Week Beginning 11th February 2019

I continued with the HT / OED linking tasks for a lot of this week, dealing not only with categories but also the linking of lexemes within linked categories.  We’d previously discovered that the OED had duplicated an entire branch of the HT:  their 03.01.07.06 was structurally the same as their 03.01.04.06, but the lexemes contained in the two branches didn’t match up exactly due to subsequent revisions.  We had decided to ‘quarantine’ the 03.01.07.06 so as to ensure no contents from this branch are accidentally matched up.  I did so by adding a new ‘quarantined’ column to the ‘category_oed’ table.  It’s ‘N’ by default and ‘Y’ for the 207 categories in this branch.  All future lexeme matching scripts will be set to ignore this branch.

I also created a ‘gap matching’ script.  This grabs every unmatched OED category that has a POS and contains words (not including the quarantined categories).  There are 950 in total.  For each of these the script grabs the OED categories with an ID one lower and one higher than the category ID and only returns them if they are both the same POS and contain words.  So for example with OED 2560 ‘relating to dry land’ (aj) the previous category is 2559 ‘partially’ and the next category is 2561 ‘spec’.  It then checks to see whether these are both matched up to HT categories.  In this case they are, the former to 910 ‘partially’, the latter to 912 ‘specific’.  The script then notes whether there is a gap in the HT numbering, which there is here.  It also checks to make sure the category in the gap is of the same POS.  So in this example, 911 is the gap and the category (‘pertaining to dry land’) is an Aj.  So this category is returned in its own column, along with a count of the number of words and a list of the words.

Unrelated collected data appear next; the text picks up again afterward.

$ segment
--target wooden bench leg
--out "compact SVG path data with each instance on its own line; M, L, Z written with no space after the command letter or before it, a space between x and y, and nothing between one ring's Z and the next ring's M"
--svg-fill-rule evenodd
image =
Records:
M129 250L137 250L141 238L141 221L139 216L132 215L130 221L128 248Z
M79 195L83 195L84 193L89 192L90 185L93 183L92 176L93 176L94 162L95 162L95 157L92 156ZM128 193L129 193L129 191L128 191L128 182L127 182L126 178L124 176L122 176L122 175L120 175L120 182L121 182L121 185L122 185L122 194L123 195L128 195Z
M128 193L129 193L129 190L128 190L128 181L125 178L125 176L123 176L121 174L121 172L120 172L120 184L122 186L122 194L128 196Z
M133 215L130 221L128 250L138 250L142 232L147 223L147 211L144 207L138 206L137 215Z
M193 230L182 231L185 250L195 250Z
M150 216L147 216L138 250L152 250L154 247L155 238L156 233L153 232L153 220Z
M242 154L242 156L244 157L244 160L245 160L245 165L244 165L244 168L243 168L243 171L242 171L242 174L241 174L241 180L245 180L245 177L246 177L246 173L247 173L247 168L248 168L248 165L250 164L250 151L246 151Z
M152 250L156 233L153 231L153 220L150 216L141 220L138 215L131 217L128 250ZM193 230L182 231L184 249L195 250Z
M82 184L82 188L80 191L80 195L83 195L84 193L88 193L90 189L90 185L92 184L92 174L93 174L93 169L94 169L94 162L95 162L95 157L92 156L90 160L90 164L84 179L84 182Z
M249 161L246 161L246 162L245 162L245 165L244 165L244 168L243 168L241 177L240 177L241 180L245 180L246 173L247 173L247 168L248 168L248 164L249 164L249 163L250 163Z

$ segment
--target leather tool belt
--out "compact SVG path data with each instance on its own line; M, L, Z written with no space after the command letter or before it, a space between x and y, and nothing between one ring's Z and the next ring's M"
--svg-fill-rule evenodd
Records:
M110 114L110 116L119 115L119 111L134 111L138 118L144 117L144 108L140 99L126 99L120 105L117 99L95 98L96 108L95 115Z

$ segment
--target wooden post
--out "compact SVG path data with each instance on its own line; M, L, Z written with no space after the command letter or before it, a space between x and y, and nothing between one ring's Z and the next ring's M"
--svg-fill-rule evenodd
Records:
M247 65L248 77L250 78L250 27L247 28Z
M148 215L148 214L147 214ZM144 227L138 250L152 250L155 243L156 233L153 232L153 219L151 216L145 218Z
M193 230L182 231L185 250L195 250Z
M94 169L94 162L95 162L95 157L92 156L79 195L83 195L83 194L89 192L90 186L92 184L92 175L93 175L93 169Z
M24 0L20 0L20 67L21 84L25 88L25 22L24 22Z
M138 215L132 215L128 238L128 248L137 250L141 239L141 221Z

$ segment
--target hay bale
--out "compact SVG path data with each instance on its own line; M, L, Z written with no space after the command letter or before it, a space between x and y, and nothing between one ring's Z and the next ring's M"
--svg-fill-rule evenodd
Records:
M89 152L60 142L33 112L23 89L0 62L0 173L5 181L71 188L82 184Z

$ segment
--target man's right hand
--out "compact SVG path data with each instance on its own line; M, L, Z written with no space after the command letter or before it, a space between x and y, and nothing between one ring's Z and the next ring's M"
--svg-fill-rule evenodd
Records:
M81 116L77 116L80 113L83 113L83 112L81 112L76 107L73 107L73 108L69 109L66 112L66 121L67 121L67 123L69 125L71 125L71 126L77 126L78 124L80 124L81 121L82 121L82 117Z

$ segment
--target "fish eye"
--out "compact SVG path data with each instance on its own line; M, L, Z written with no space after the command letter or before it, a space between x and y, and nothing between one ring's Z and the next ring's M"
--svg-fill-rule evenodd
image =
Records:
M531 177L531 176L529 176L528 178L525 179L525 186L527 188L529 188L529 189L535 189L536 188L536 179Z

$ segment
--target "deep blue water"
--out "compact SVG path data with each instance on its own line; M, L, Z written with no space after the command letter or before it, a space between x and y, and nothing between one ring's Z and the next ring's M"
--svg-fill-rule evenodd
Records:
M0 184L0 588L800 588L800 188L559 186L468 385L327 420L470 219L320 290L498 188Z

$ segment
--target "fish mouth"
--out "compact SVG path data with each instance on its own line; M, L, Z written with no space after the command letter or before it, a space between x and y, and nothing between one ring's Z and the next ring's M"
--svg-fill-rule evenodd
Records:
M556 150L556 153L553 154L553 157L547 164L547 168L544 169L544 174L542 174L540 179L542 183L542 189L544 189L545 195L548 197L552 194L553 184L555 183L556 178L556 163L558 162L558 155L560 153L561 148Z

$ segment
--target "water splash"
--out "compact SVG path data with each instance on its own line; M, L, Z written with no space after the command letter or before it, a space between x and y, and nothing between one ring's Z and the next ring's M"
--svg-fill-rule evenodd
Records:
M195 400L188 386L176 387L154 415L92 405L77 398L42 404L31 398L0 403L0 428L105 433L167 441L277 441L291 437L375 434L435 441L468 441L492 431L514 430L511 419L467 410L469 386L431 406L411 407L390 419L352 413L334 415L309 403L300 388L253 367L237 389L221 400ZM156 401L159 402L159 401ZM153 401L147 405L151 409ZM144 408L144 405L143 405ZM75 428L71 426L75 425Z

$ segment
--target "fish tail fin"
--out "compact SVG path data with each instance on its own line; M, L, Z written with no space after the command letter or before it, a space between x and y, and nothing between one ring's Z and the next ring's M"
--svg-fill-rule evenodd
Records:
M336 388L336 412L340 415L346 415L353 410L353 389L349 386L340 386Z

There are, however, some things to watch out for.  There are a few occasions where there is more than one HT category in the gap.  For example, for the OED category 165009 ‘enter upon command’ the ‘before’ category matches HT category 157423 and the ‘after’ category matches 157445, meaning there are several categories in the gap.  Currently in such cases the script just grabs the first HT category in the gap.  Linked to this (but not always due to this) some HT categories in the gap are already linked to other OED categories.  I’ve put in a check for this so they can be manually checked.

There are 169 gaps to explore and of these 14 HT categories in the gap are already matched to something else.  There are also two categories where the identified HT category in the gap is the wrong POS, and these are also flagged.  Many of the potential matches are ones that have fallen through the cracks due to lexemes being too different to automatically match up, generally due to there being only 1-3 matching words in the category.  The matches look pretty promising, and will just need to be manually checked over before I tick a lot of them off.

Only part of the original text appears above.